In 1995, together with three other health service researchers, he co-founded PointRight Inc., a healthcare data analytics company focused on decision support for post-acute care. He was its principal scientist until December 2020, when the company was acquired. He was the Chief Executive Officer and co-founder of Synchroneuron, Inc., a CNS pharmaceutical startup (2011 and 2016), formed to develop novel treatments for movement disorders, combat-related post-traumatic stress disorder, and tinnitus. Since 2018 he has been on the Scientific Advisory Board of 4D Path, a digital pathology startup.

He also is an inventor and holds numerous U.S. and international patents involving pharmaceuticals, medical devices and computer software.

==Selected honors==

American Neuropsychiatric Association Gary J. Tucker Award for Lifetime Achievement in Neuropsychiatry, 2019

Nominator, Nobel Prize in Physiology or Medicine, 2006 and 2011 (appointed by selection committee)

American Psychiatric Association Distinguished Fellow

==Personal life==

Fogel lives in Lexington, Massachusetts with his wife Xiaoling and son William.
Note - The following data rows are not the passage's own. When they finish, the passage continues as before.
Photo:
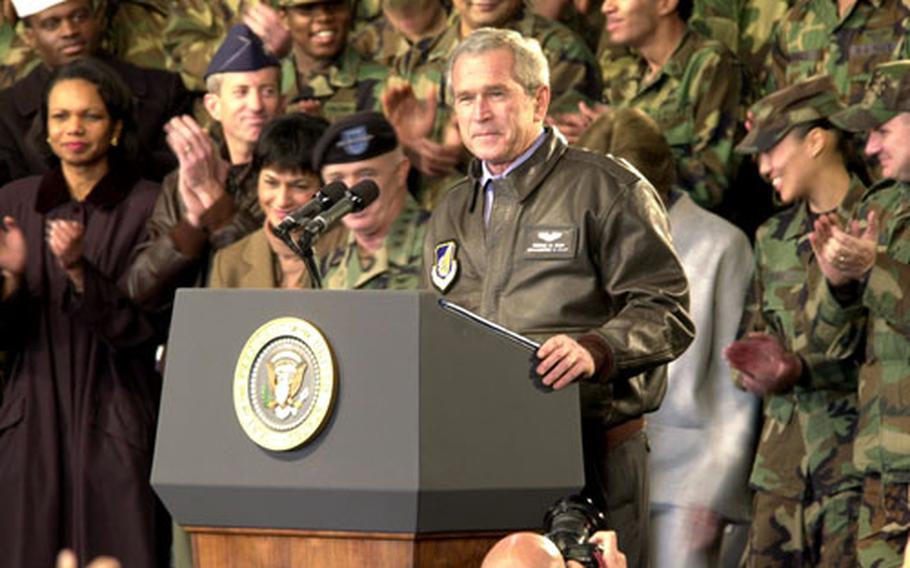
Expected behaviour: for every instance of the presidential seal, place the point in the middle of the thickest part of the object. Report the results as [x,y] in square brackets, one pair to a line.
[284,384]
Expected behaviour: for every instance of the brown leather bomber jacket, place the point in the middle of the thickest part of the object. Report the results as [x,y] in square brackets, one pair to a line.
[577,244]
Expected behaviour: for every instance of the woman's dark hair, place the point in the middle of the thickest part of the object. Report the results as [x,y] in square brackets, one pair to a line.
[117,98]
[684,9]
[847,147]
[287,142]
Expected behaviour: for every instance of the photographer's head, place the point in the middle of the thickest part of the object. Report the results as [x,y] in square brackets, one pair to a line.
[531,550]
[524,550]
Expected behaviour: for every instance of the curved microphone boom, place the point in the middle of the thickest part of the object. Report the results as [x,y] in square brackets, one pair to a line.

His daughter Susanna Fogel is a film director and screenwriter known for The Flight Attendant (2020), Booksmart (2019), The Spy Who Dumped Me (2018), Chasing Life (2014–15) and Life Partners (2014).

==Selected publications==
Dr. Fogel's publications on neuropsychiatry include the following:
- Fogel, BS (2025). "Seeing Depression Through a Cultural Lens"
- Fogel, BS (2015). "Psychiatric Care of the Medical Patient, third edition"
- Fogel, BS (2105)"Capacity, Competency, and Consent in Medical Psychiatry," (2015)in Fogel, BS, Greenberg, D (eds.), Psychiatric Care of the Medical Patient, Oxford University Press, pp. 1619-1642.
- Fogel, BS (2014) "Mental Competence and Legal Issues in Medical Psychiatry," in Dickerson, BC, and Atri, A (eds.), Dementia, Oxford University Press, pp.622-638.
- Schiffer, RB (2003). "Neuropsychiatry: A Comprehensive Textbook, second edition"
- Fogel, BS (1995). "Practice Guideline for the Psychiatric Evaluation of Adults"
- Stoudemire, A (1991). "Medical-Psychiatric Practice, Volumes 1, 2, and 3"
- Gottlieb, Gary (1990). "Mental Health Policy for Older Americans: Protecting Minds at Risk"
- Fogel, BS (1993). "State Mental Hospitals and the Elderly: A Task Force Report of the American Psychiatric Association."